In each phase, the amounts of carbohydrates refer to limits and not conditions – it’s good to eat less! Once you’ve figured out which phase you should be in, the book then provides plenty of detail on what foods to eat and what to avoid.
Frequently asked questions and topics covered include constipation, alcohol consumption, carbohydrate addiction, fasting, supplements, and artificial sweeteners. The authors also discuss situations that require a more specialized approach, such as ‘double diabetes’, where people with type 1 diabetes also develop type 2 diabetes after many years on a high-carbohydrate (and high-carbohydrate) diet. insulin). A question that I am asked over and over again is, “Can kids eat a super low carb diet?” “The book answers it perfectly:” Yes! It’s just ordinary food! Beef, poultry, seafood, dairy products, eggs, vegetables, nuts and seeds… there is no sugar deficiency.

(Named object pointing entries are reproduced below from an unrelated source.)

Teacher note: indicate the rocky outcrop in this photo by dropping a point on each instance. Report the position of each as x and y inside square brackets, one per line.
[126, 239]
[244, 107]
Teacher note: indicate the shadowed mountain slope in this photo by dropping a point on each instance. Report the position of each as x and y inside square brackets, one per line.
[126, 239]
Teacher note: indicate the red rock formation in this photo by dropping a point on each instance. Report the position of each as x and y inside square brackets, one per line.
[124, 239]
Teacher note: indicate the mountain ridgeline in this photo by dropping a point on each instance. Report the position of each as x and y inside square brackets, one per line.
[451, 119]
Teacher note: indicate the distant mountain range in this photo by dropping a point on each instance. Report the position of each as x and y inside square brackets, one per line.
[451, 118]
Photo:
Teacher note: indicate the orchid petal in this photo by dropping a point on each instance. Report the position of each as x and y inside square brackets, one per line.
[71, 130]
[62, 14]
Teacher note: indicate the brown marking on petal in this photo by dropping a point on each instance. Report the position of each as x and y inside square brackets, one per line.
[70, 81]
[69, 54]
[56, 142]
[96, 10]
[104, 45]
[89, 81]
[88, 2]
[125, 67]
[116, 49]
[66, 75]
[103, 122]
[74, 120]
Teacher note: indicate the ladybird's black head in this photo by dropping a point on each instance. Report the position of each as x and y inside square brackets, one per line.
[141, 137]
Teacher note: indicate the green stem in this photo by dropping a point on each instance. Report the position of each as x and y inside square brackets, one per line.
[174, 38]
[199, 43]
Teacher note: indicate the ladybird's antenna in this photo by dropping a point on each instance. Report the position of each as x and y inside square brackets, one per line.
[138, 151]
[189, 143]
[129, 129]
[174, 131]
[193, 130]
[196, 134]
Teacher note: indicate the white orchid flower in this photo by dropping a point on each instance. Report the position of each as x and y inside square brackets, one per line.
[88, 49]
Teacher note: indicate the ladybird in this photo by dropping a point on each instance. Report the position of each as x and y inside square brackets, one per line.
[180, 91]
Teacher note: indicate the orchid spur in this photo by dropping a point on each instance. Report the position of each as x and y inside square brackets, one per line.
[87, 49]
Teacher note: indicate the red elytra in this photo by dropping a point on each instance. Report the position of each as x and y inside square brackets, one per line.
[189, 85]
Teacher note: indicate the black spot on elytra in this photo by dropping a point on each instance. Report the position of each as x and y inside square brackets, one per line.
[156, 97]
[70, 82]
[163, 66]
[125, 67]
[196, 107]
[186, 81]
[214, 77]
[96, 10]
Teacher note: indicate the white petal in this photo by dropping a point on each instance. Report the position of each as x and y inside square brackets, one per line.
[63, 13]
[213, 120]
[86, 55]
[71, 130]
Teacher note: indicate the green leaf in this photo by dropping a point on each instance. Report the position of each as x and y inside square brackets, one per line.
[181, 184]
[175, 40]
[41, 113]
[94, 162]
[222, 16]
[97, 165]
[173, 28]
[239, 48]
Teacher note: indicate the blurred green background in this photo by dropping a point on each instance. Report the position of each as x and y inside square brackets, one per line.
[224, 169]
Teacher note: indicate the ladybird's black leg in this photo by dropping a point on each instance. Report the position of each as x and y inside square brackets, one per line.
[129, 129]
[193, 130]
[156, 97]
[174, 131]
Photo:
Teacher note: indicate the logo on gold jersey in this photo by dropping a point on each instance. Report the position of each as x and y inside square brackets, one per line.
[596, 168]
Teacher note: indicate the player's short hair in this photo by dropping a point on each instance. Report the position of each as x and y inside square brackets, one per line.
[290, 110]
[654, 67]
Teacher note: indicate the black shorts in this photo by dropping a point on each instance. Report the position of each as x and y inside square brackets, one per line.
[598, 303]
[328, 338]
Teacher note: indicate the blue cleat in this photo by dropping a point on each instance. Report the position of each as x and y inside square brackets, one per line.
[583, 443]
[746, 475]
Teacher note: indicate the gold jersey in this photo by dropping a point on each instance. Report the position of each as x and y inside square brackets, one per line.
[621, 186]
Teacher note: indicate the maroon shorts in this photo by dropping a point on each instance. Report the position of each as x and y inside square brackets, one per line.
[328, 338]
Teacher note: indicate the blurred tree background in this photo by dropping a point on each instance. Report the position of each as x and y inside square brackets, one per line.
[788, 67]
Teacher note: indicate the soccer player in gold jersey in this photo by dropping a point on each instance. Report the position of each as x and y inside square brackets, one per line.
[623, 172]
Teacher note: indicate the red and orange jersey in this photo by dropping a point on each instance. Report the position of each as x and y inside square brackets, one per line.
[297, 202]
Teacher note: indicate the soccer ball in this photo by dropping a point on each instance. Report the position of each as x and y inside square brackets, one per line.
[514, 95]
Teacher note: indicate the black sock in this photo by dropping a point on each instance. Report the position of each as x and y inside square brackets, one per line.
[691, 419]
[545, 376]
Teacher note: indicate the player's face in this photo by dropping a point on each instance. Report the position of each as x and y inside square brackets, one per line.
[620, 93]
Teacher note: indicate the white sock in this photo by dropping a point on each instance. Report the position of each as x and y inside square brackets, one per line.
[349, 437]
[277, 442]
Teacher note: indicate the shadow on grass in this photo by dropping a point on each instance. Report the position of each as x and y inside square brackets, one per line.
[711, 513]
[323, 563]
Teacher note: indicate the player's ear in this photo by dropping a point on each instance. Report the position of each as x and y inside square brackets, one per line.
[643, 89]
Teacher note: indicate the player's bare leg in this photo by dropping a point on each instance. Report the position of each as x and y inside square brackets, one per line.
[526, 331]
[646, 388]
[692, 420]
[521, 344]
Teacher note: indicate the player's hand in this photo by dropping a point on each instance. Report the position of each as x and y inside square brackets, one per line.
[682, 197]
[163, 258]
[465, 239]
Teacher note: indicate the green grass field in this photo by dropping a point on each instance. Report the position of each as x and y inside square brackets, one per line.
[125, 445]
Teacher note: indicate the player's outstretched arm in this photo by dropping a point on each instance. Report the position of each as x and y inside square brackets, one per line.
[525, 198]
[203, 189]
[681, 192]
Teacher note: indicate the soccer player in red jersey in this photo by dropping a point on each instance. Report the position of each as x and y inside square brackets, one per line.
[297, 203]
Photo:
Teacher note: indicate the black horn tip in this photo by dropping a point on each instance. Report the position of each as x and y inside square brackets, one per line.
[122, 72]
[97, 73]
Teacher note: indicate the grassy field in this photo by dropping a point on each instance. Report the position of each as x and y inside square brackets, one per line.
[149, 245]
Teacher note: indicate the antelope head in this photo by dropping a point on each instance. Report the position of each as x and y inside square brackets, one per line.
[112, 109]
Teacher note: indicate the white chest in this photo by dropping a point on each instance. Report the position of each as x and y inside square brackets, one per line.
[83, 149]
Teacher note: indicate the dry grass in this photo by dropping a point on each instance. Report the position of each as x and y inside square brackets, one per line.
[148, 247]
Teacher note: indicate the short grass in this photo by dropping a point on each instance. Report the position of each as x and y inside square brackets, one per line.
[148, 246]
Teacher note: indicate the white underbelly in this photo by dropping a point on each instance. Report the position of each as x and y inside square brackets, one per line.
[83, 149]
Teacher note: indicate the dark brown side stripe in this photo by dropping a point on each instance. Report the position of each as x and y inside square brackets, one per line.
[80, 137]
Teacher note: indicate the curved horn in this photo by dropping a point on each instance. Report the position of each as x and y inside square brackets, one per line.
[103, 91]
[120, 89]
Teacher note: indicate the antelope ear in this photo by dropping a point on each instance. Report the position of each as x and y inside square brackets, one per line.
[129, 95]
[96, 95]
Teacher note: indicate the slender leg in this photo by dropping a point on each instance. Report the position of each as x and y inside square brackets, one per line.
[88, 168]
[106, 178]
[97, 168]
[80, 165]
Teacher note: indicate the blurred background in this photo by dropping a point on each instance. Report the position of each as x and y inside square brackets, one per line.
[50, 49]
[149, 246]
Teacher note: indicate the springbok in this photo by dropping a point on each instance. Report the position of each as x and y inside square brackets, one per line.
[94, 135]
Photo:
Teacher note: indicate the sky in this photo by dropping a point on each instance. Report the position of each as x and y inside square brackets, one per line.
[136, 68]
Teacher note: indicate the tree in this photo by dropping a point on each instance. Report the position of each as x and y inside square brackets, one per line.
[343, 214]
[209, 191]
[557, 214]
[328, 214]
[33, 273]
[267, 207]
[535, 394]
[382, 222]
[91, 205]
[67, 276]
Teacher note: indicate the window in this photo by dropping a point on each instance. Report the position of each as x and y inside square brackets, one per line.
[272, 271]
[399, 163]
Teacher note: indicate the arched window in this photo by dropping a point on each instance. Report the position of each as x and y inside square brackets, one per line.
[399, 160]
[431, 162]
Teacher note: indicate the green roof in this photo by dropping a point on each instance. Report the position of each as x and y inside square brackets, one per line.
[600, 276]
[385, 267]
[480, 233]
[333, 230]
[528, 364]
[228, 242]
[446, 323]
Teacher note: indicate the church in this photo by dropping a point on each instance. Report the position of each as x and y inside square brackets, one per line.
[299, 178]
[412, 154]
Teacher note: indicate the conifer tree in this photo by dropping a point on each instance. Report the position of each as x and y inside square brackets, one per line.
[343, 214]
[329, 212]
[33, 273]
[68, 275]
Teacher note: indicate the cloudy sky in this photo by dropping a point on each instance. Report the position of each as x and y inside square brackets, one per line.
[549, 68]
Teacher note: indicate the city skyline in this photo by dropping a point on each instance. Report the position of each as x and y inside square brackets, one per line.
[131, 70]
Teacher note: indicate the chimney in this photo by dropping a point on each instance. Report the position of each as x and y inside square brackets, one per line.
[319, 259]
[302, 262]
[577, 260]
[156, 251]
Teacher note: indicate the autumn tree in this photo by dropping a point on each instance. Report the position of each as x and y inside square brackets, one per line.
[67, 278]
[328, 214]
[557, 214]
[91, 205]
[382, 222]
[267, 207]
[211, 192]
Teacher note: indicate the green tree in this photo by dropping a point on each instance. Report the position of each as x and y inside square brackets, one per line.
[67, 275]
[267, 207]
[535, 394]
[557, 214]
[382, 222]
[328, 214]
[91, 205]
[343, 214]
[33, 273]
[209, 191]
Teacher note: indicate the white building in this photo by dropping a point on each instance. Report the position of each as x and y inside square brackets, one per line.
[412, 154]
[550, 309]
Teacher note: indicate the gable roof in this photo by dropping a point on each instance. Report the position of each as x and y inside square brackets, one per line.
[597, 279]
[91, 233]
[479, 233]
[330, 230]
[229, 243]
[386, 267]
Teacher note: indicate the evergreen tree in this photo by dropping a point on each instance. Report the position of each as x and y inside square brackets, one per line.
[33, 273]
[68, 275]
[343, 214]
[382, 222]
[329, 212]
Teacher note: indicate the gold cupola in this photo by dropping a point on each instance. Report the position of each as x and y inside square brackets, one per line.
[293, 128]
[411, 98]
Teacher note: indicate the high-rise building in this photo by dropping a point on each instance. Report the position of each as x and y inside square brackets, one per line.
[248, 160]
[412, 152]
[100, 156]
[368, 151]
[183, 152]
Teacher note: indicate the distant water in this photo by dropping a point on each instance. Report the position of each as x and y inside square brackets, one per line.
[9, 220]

Important ideas from clinical experiences are shared throughout the book. Towards the end, a man with type 2 diabetes who suffered from liver failure gives a detailed account of his experience following Dr Westman’s plan – his weight went from 330 pounds to 170 pounds and his A1c went from 12% to 4.8%. He speaks with optimism and gratitude: “I am no longer a broken man. I regained the hope of seeing my grandchildren grow up to adulthood. Just awesome.
End your carb confusion is the perfect book to send to friends and family who are showing an interest and commitment to improving their health, or for those who have started to see their health markers or weight become a concern. I will be purchasing a few more copies to have them on hand when my friends and family start asking questions and need help.